*Publicada originalmente en noviembre de 2019.

El arquitecto Nicolás Arancibia fue el encargado de remodelar esta casa de fines de los años 80. Tras los cambios, se convirtió en una actual y moderna, a la que sus dueños le dieron un toque único y muy personal.

Una moderna fachada negra y roja da algunas pistas del remozado interior de la casa en que su dueña, la diseñadora y creadora de Muralia Papel (@muralia_papel), ha vivido toda su vida. Y su historia es bien particular: proyectada por Juan Sabbagh, originalmente fue de los padres de la dueña de casa, quienes decidieron ponerla a la venta cuando todos sus hijos se fueron. Sin embargo, la casa siempre había sido el centro de reunión de esta familia y parte de su historia. Así, la diseñadora Josefina Del Campo y su marido, el arquitecto Nicolás Arancibia, decidieron comprarla y compartirla con ellos. “Mezclar la arquitectura fue sencillo por su materia prima. Hicimos el gesto de unir estos dos mundos, respetándonos”, cuenta Nicolás.

El resultado fue la convivencia perfecta entre estos dos ambientes, uno más clásico y el otro nuevo, donde la luz es la protagonista. En el año 2016 empezaron los trabajos de remodelación y la idea siempre fue mantener el estilo moderno y atemporal de la casa, a la que se le agregó un segundo piso, construido especialmente para los nuevos dueños y sus tres hijos. “Qué mejor que criarte con tus abuelos, a la antigua. Es como volver al concepto de familia antigua, porque además esta sigue siendo la casa familiar, súper abierta”, cuentan.

Tras la remodelación decidieron dejar atrás el color morado original de la casa para pintarla completamente negra y transformarla en un lugar más osado y actual. Adentro la decoración es bien especial, ya que coexisten objetos clásicos con arte moderno y libros, muchos libros. Las paredes de los nuevos espacios se pintaron negras, igual que los techos, y se priorizó la entrada de la luz. Una escalera metálica da la bienvenida al segundo piso, decorado con muebles diseñados a medida para los espacios, muy actuales. “La idea fue mantener el espíritu de la casa, que la remodelación no se notara demasiado y para eso se mantuvieron sus líneas. Lo que más cambió fue el estilo y refresco que le dimos por dentro”, asegura el arquitecto.

Empezaron por retapizar todos los muebles de colores más neutros, para así lograr la unión de los dos mundos. Cuentan que todos opinaron a la hora de decorar y que siempre hubo consenso en que la casa se tenía que notar bien suelta y bien vivida, “porque siempre ha sido así”, sostienen. “El nuevo sello de la casa habla de sentir que se habita en un lugar totalmente nuevo”, dicen sus dueños.

Luego quisieron resaltar las materialidades nobles como el piso de piedra del acceso sacando las decenas de alfombras que decoraban la casa para dar paso a una preciosa madera, la misma que resalta el gran cambio de la antigua salita de estar.

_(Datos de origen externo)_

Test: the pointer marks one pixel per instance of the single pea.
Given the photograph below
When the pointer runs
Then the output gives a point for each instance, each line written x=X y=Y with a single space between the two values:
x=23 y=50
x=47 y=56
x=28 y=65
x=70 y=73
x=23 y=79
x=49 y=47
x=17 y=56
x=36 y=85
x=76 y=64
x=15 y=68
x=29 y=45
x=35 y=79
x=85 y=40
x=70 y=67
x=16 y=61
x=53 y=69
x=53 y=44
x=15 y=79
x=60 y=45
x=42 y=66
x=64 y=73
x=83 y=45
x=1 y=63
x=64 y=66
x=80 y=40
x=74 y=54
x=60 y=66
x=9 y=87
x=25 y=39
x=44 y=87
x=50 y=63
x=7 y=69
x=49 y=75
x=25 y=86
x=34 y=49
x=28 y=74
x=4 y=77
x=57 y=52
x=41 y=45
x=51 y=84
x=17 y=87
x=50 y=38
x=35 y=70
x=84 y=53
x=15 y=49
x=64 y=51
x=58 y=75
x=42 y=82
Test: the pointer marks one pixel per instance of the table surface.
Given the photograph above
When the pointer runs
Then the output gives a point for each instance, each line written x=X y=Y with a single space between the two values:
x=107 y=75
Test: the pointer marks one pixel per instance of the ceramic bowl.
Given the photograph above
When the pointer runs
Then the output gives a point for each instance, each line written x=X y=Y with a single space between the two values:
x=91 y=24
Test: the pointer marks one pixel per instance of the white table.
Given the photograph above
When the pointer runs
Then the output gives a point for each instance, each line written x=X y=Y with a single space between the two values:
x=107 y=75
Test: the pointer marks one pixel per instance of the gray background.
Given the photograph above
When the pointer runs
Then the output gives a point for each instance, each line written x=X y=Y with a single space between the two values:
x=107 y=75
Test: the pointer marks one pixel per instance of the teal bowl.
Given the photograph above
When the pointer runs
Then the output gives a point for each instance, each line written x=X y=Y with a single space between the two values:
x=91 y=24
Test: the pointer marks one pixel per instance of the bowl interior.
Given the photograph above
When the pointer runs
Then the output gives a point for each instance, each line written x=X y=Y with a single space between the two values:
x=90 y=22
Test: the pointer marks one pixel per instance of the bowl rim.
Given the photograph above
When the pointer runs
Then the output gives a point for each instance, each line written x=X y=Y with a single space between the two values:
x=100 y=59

Si bien era un lugar de paso, era el centro de reunión indiscutido. Ahí fue donde se hizo el acceso al nuevo piso. “Pusimos una escalera metálica para hacer una obra lo más limpia posible”, comenta Nicolás. “Se proyecta la escalera con una ventana en su remate, para subir siempre con vista y luz. Lo que más me gusta es que al subir lo haces mirando un punto de luz. También hicimos una gran toma de luz para dar protagonismo a la escultura de Ana María Hurtado”. Así es como se crean movimientos entretenidos en esta casa.

“La salita de los niños esta hecha para fomentar su imaginación, por eso le pusimos estas lámparas de Felipe Altamirano traídas de Pucón que emulan barcos. Y en nuestra pieza, la luz también cumple un rol fundamental, ya que por la ventana, en verano, entra a través de las hojas, y en invierno, un sol maravilloso en la mañana”, cuentan.

Hoy, la casa sigue tan familiar como siempre, sólo cambió de mano. En su interior, modernos y coloridos cuadros pueden convivir perfectamente con un gobelino en el comedor, mientras las decenas de libros sobre arte que han recolectado en cada viaje, se han ido apoderando de cada espacio.